Я посматриваю на рабочие места по соседству. У одной из моих соседок жужжит мобильный телефон. Она поднимается и выходит, чтобы поговорить, не выключив компьютер. Я сажусь на ее место и открываю окно поиска. Несколько кликов, и я уже в Википедии на статье о любовнике моей жены.
Фотография отсутствует. Сухая биографическая справка.
Николас Раселл Ловатур
Николас Раселл Ловатур родился в Бостоне. 4 августа 1966-го, американский писатель и сценарист.
Окончил Университет Дьюка, преподает литературу в Беркли и Чикаго.

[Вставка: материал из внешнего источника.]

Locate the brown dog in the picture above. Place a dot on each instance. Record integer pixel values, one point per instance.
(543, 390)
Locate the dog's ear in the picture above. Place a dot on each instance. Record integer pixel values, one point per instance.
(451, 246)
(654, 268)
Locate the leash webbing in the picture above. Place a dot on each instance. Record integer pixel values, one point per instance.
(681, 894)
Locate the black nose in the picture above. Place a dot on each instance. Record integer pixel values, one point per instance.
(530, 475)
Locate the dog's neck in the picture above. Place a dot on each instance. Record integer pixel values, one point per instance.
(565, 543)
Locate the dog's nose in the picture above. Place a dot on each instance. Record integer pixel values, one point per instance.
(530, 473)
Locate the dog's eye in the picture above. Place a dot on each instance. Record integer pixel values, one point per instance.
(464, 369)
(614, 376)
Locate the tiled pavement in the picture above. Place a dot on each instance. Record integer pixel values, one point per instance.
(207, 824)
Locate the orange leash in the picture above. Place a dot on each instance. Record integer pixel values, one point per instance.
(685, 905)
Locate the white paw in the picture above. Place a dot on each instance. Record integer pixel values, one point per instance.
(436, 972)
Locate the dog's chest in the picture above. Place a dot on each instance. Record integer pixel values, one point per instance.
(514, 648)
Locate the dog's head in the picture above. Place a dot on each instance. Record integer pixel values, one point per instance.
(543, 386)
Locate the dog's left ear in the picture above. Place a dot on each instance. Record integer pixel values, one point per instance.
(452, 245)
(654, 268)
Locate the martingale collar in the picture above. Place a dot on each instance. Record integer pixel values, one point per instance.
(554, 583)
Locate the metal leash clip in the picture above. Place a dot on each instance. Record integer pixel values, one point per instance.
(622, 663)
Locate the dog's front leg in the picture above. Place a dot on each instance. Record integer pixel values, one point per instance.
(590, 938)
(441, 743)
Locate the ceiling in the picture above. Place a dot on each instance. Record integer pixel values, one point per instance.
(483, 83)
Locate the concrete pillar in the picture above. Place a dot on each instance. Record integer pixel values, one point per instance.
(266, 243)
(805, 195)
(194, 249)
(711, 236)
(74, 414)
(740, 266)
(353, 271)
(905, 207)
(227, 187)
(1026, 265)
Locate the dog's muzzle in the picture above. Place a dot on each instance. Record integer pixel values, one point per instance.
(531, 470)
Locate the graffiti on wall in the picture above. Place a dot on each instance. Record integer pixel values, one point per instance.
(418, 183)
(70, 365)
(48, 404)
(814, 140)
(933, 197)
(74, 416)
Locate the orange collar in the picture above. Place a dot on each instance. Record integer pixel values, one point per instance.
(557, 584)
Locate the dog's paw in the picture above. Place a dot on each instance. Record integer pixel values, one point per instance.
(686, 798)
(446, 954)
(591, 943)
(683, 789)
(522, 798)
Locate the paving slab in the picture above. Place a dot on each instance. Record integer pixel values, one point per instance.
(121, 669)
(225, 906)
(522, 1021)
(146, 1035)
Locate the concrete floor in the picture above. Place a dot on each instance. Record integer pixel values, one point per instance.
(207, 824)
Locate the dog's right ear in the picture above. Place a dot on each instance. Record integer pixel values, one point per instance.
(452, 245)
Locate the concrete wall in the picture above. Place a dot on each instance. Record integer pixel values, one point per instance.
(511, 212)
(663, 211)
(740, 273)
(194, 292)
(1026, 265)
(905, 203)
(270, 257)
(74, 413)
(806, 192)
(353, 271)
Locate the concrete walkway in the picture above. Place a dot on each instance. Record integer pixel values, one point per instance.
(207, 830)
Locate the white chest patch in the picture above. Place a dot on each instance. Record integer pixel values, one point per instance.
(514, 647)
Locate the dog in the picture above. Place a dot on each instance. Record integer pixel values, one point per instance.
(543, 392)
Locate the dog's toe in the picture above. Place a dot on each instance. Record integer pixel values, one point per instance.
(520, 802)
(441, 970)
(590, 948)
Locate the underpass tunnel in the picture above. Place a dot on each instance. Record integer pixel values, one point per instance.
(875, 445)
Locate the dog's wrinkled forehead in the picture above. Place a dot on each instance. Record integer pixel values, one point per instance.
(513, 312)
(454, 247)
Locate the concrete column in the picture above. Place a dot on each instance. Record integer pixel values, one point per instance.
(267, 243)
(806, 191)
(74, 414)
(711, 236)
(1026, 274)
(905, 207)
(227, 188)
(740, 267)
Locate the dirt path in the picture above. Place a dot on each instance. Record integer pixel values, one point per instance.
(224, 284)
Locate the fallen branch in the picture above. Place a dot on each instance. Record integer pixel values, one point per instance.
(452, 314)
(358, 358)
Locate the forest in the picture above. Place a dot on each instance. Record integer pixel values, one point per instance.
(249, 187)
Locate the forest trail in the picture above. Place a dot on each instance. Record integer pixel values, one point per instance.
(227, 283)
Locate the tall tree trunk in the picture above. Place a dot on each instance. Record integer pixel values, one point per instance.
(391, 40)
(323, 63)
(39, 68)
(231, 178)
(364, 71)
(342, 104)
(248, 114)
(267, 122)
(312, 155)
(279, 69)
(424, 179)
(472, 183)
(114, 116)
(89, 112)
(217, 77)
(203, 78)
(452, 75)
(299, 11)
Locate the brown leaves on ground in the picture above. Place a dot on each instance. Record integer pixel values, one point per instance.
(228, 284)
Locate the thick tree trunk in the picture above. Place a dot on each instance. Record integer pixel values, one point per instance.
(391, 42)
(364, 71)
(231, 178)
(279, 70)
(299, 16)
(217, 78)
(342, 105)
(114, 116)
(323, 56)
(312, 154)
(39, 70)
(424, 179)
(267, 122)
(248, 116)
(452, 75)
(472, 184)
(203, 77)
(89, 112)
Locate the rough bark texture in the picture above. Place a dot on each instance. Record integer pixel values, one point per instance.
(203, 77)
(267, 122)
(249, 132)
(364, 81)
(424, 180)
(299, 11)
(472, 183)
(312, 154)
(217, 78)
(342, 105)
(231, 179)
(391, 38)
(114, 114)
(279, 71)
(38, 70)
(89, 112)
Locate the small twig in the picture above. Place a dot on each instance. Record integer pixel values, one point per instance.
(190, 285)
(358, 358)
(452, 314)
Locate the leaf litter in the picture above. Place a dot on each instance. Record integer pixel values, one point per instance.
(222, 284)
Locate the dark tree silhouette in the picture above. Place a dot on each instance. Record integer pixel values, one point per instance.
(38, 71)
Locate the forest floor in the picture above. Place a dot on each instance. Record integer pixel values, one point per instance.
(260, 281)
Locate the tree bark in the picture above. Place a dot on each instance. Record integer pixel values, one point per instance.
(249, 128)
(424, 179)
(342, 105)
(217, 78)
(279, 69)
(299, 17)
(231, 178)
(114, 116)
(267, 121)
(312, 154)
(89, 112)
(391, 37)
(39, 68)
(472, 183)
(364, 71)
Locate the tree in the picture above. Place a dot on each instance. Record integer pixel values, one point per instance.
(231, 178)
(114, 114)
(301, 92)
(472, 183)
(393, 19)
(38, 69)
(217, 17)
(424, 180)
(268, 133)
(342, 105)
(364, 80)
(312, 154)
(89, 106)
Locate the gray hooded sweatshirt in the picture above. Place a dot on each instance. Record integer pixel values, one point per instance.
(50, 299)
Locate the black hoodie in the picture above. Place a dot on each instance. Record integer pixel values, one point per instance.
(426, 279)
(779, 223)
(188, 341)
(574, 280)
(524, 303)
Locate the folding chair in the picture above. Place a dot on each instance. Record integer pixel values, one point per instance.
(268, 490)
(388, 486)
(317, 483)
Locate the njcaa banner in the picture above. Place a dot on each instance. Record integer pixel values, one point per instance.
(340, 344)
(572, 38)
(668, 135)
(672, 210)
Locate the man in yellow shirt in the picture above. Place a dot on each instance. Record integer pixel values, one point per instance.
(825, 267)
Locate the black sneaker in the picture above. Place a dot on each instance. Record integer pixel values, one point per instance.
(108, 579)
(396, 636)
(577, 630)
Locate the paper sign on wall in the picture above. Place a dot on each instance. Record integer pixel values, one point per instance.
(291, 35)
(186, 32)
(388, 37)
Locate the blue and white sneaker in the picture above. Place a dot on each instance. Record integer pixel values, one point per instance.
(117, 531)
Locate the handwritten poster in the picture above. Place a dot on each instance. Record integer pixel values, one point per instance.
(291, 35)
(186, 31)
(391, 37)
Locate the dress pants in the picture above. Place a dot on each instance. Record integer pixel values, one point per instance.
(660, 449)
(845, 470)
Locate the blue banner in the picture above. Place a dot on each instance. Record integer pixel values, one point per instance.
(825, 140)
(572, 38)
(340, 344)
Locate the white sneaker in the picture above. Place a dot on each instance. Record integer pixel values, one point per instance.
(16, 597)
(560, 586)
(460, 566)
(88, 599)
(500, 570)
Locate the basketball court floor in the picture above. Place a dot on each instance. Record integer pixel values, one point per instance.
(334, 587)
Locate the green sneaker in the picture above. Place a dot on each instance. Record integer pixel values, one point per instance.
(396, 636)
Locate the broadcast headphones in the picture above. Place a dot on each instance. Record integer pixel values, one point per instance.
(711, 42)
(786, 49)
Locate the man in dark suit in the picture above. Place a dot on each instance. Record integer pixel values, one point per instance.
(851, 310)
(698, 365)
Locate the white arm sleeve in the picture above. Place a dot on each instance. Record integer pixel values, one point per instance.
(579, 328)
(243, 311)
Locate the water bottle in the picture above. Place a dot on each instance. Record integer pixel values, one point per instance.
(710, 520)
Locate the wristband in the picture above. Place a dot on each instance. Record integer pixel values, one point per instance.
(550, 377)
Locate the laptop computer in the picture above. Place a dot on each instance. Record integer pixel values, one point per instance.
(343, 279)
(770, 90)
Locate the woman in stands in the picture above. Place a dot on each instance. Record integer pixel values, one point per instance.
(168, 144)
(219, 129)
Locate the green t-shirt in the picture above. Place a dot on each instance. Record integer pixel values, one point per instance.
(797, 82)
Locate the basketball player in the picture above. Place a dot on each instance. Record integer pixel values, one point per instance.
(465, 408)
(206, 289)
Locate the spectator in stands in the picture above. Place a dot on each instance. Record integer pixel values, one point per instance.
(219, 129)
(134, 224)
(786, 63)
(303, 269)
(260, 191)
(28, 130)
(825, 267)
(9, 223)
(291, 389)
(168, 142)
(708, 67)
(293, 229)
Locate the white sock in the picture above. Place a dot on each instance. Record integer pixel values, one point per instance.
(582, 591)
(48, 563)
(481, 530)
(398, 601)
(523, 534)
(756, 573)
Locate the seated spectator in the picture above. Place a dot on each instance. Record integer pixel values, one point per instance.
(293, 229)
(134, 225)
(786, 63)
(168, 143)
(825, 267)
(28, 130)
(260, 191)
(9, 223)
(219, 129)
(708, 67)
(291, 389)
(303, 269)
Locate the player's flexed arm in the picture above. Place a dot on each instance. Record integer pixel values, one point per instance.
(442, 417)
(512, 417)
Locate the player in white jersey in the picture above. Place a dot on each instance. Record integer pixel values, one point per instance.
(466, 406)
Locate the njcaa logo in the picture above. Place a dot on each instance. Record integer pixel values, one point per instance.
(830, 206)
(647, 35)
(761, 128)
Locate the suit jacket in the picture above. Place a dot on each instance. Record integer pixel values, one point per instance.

Трилогия «Погружение», выходившая с 1991 по 2009 г., стала международным бестселлером и принесла ему всемирную известность.
В 2011-м написал сценарий сериала «Бывший форвард» и выступил как его продюсер и шоураннер. Сериал демонстрировался по каналу Эй-эм-си.
Я собрался еще полазить по Интернету, но тут меня окликнул женский голос:
— Стоп! Как вы оказались на моем месте?
Студентка вернулась в читальный зал и застигла меня на месте преступления. Я извинился и направился к выходу. Вышел из библиотеки и оказался на Брайант-парк.
Район Мидтаун между 5-й и 6-й авеню я знал отлично. Дошел до метро, сел на станции Гринвич-Виллидж, проехал четыре остановки и уже через пятнадцать минут шагал через Вашингтон-сквер. Но прежде чем идти к себе, решил узнать, что творится у Салливана.
Я подошел к дедушкиному дому и удивился, увидев под пастью дверного льва конверт.
Последний раз дедушка оставлял мне послание, чтобы сообщить о рождении сына. На этот раз новости были куда хуже.
Малыш,
давно с тобой не виделся, и я очень без тебя скучаю.
Если захочешь повидаться с дедом в ближайшие дни, навести меня в больнице «Белльвью».
Не тяни.
Каркас одряхлел и разваливается.
2
Паллиативное лечение.
Облегчение последних дней жизни.
Во всех больницах, какие я знал, старики находились в особых отделениях. Медицинский персонал должен, во-первых, ухаживать за ними, а во-вторых, выслушивать их жалобы, страхи и всяческие пожелания.
Медсестра проводила меня до палаты, и я толкнул дверь. Светлая спокойная комната, где ничего не мешает сосредоточенности и самоанализу. Мягкий рассеянный свет, из больничного оборудования — только самое необходимое, чтобы обеспечить пациенту тихую безболезненную жизнь.
Дедушка лежал вытянувшись на постели. Я едва узнал его. Исхудал, землистое лицо в морщинах. Кожа да кости. Даже в росте уменьшился, ссохся.
Рак легких в последней стадии: та же самая подлая болезнь, которая унесла сначала его отца, а потом сына.
Нерадующая наследственность.
Салливан открыл глаза, почувствовав, что я рядом.
— Помнишь, — прошелестел он едва слышно, — мы с тобой познакомились тоже в больничной палате. И в больничной палате попрощаемся.
В горле у меня встал ком, на глазах показались слезы. Я не стал ему возражать. Мы оба знали, что это конец.
Салливан хотел что-то еще сказать, но зашелся мучительным, долгим кашлем. Медсестра подложила ему под спину подушку и оставила нас одних.
— Ты успел, пришел ко мне, малыш, — с трудом продолжал он. — Я экономил силы, как мог, чтобы не уйти, не попрощавшись с тобой.
Мне был знаком этот феномен, и я всегда ему удивлялся. Мне нередко приходилось наблюдать, как в конце жизни люди оттягивали свой уход: одни — желая повидаться с близкими, другие — дожидаясь, пока исполнят их последнюю волю.